Visual Data Management System

Visual computing workloads performing analytics on video or image data, either offline or streaming, have become prolific across a wide range of application domains. This is partly due to the growing ability of machine learning techniques to extract information from visual data, which can subsequently be used for informed decision-making. The insights this information can provide depend on the application: a retail vendor might be interested in the amount of time shoppers spend in front of a specific product. At the same time, a medical expert might want to see the effect of a specific treatment on the size of a tumor.

Intel Labs’ Visual Data Management System (VDMS) is an open-source project designed to enable efficient access to visual data. Since visual data often contains rich metadata (such as objects, locations, and time), VDMS stores this information in a high-performance graph database. VDMS can quickly identify which data is relevant to a given query using this metadata. Additionally, VDMS uses a custom library to store and retrieve visual data, providing an interface for machine-friendly and traditional formats. These new formats are designed to support applications that are often interested in specific areas of images or videos, particularly when the individual object is large. While there are a number of big-data frameworks, systems that can be used to store metadata, and systems that manipulate a specific category of visual data, VDMS is set apart with the following aspects:

  • Design for analytics and machine learning: By targeting visual data for use cases that require manipulation of visual information and associated metadata.
  • Ease-of-use: By defining a common API that allows applications to combine their complex metadata searches with operations on resulting visual data, and together with full support for feature vectors, VDMS goes beyond the traditional SQL or OpenCV level interfaces that do one or the other.
  • Performance: A unified system such as VDMS can outperform an ad-hoc system constructed with well-known discrete components. VDMS handles complex queries significantly better than the ad-hoc system without compromising the performance of simple queries.

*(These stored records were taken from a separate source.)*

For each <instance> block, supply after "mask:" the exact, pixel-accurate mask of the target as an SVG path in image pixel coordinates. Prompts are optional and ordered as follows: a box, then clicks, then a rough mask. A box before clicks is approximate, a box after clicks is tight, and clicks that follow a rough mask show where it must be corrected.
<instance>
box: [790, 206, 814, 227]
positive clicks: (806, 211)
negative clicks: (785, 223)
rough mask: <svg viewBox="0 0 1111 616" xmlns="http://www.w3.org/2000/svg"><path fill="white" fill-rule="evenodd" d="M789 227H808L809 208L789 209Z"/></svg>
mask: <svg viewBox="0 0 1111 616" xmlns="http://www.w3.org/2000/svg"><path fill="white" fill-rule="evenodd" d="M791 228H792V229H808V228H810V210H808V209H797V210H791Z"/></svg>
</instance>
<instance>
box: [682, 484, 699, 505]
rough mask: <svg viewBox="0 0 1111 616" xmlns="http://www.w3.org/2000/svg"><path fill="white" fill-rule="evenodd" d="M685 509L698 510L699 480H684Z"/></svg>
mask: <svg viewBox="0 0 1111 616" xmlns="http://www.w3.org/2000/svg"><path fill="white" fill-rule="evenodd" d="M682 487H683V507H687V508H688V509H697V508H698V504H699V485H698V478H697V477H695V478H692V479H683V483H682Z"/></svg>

Research shows that compared with a combination of industry-standard systems, VDMS demonstrates improvements of up to 364x in certain queries and an average improvement of about 85x when compared to PostgreSQL+Apache. When compared to MySQL+Apache, we see up to 96x speedup and an average improvement of 31x. The design of VDMS, which was conceived as a data management system that treats visual entities as first-class citizens, can remove inefficiencies resulting from re-purposing and combining solutions not designed for the job while providing simpler and richer interfaces. VDMS’ easy-to-use interfaces outperform industry-standard systems with a set of functionalities, which are not available in any other single data management solution for visual data.